I have 126.96.36.199/24 listed for TOS (Toshiba) as a bot with the attribute Kill!
no nutch is good nutch
I'm not sure you can put my site and SEO into the same sentence.
My only mental association with Toshiba is TV, so I'm thinking TVs that produce their own closed captioning and/or subtitles on the fly. Matter of fact about half of the inner pages they've picked up to date say something about translation-- but in my case this is not statistically meaningful ;)
They seem to be especially interested in one subgroup of paintings. I'll have to see if I consistently use some word that has an alternate meaning.
All you need to know is Nutch
I second that. And yes, they came by starting in september and got blocked.
Good Nutch is a 403d Nutch.
Apparently it comes from several IPs: [projecthoneypot.org...] . Showed up on my sites mid October or so.
wonder if it's somehow related to start.toshiba.com
just found a referral from them..
Looks like their search is powered by goole,but look at how the "related searches" come up in the results... interesting.
I get these tobi's refers fairly regular (I guess they like me)coming from Cellco users.
Also here's a 2009 UA:
"Mozilla/4.0 (compatible; MSIE 6.0; Windows 98; PeoplePC 1.0; Toshiba; (R1 1.5))"
I first searched my logs for "Toshiba" but that was a red herring. It shows up as part of the referer-query string in g### mobile searches: tablet-android-toshiba, ms-android-toshiba and so on.

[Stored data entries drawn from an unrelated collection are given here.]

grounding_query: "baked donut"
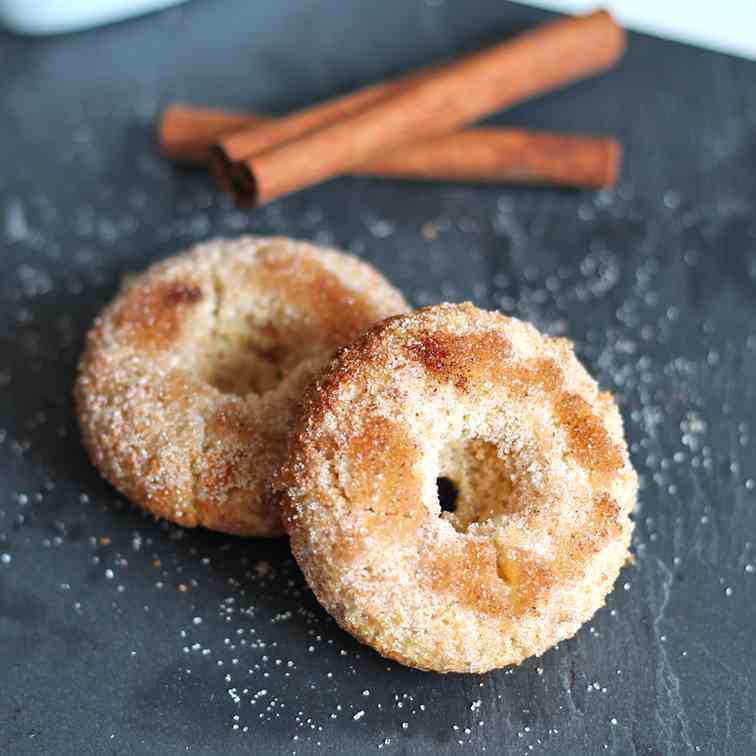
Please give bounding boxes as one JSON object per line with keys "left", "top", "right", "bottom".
{"left": 280, "top": 303, "right": 637, "bottom": 672}
{"left": 75, "top": 236, "right": 408, "bottom": 536}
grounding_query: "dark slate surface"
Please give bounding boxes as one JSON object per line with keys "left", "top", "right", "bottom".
{"left": 1, "top": 1, "right": 755, "bottom": 754}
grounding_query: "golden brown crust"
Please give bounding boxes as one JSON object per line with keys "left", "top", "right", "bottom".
{"left": 75, "top": 236, "right": 408, "bottom": 536}
{"left": 279, "top": 303, "right": 637, "bottom": 672}
{"left": 111, "top": 280, "right": 205, "bottom": 351}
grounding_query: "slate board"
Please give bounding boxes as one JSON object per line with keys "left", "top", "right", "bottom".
{"left": 1, "top": 1, "right": 755, "bottom": 754}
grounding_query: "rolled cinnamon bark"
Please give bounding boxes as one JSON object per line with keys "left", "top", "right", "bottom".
{"left": 359, "top": 129, "right": 622, "bottom": 188}
{"left": 217, "top": 68, "right": 433, "bottom": 165}
{"left": 218, "top": 9, "right": 625, "bottom": 205}
{"left": 159, "top": 106, "right": 265, "bottom": 163}
{"left": 160, "top": 105, "right": 621, "bottom": 188}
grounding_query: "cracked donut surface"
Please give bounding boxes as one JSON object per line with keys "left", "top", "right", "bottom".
{"left": 75, "top": 236, "right": 408, "bottom": 536}
{"left": 280, "top": 303, "right": 637, "bottom": 672}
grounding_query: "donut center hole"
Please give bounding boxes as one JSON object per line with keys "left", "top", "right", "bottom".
{"left": 198, "top": 313, "right": 298, "bottom": 397}
{"left": 436, "top": 477, "right": 459, "bottom": 513}
{"left": 203, "top": 340, "right": 284, "bottom": 396}
{"left": 193, "top": 274, "right": 328, "bottom": 398}
{"left": 437, "top": 438, "right": 520, "bottom": 533}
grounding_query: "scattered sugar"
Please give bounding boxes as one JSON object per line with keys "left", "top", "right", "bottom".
{"left": 4, "top": 199, "right": 29, "bottom": 241}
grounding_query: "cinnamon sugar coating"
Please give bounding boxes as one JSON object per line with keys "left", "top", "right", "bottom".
{"left": 75, "top": 236, "right": 408, "bottom": 536}
{"left": 279, "top": 303, "right": 637, "bottom": 672}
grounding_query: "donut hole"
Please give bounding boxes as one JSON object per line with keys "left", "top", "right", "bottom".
{"left": 436, "top": 477, "right": 459, "bottom": 513}
{"left": 197, "top": 315, "right": 296, "bottom": 397}
{"left": 437, "top": 438, "right": 520, "bottom": 533}
{"left": 202, "top": 338, "right": 284, "bottom": 396}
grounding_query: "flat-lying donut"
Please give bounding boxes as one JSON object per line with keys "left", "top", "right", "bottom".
{"left": 75, "top": 236, "right": 408, "bottom": 536}
{"left": 280, "top": 303, "right": 637, "bottom": 672}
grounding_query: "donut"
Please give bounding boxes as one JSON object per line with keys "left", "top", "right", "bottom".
{"left": 75, "top": 236, "right": 408, "bottom": 536}
{"left": 280, "top": 303, "right": 637, "bottom": 672}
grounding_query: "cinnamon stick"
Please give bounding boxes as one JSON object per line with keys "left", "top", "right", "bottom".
{"left": 159, "top": 106, "right": 266, "bottom": 163}
{"left": 210, "top": 68, "right": 435, "bottom": 196}
{"left": 360, "top": 129, "right": 622, "bottom": 188}
{"left": 217, "top": 9, "right": 625, "bottom": 205}
{"left": 160, "top": 105, "right": 621, "bottom": 188}
{"left": 217, "top": 68, "right": 434, "bottom": 165}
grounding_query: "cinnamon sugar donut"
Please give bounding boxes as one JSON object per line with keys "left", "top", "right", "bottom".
{"left": 75, "top": 236, "right": 408, "bottom": 536}
{"left": 280, "top": 303, "right": 637, "bottom": 672}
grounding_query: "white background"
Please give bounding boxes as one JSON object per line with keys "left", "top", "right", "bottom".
{"left": 520, "top": 1, "right": 756, "bottom": 60}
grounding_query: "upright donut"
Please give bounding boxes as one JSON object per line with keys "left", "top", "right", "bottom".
{"left": 281, "top": 303, "right": 637, "bottom": 672}
{"left": 76, "top": 236, "right": 408, "bottom": 536}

Postscript, in case it makes a difference to anyone:
I fired off an e-mail and, thanks to time difference which I'd, ahem, forgotten about, received an almost immediate reply. Toshiba says it is their robot, in spite of the generic IP. (Toshiba's website is also splat in the middle of a random bunch of others sharing the same address. Were they standing behind the door when IP ranges were handed out?)
:: idly wondering whether A Very Big Registrar would even care that someone* wrote "State" in the line that asks for "State or Province" ::
* Irritating but wholly unrelated referer spam. Couldn't Fairpoint have taken a whole /8 to themselves somewhere, so I wouldn't have to keep swatting them by /17s and /18s?
I've blocked all "nutch" for years. IMO if they can't get their own bot and name it accordingly, why should I recognize them.
:: bump ::
Now here's an interesting coincidence. After months of nibbling at a page here, a page there, Toshiba has taken to gulping up to 40 pages at once. Deep enough that I can be pretty sure they are honoring robots.txt. (I have two directories that are fully accessible to humans, but off-limits to robots.) Pages only, no other stuff.
We'll call it a coincidence because my e-mail IP is unrelated to my www IP, my signature never includes the domain name, and the log entry I quoted does not include a domain name. Quick detour to g### confirms that I appear to have the only site in the world with the exact pagename I randomly quoted. Oops.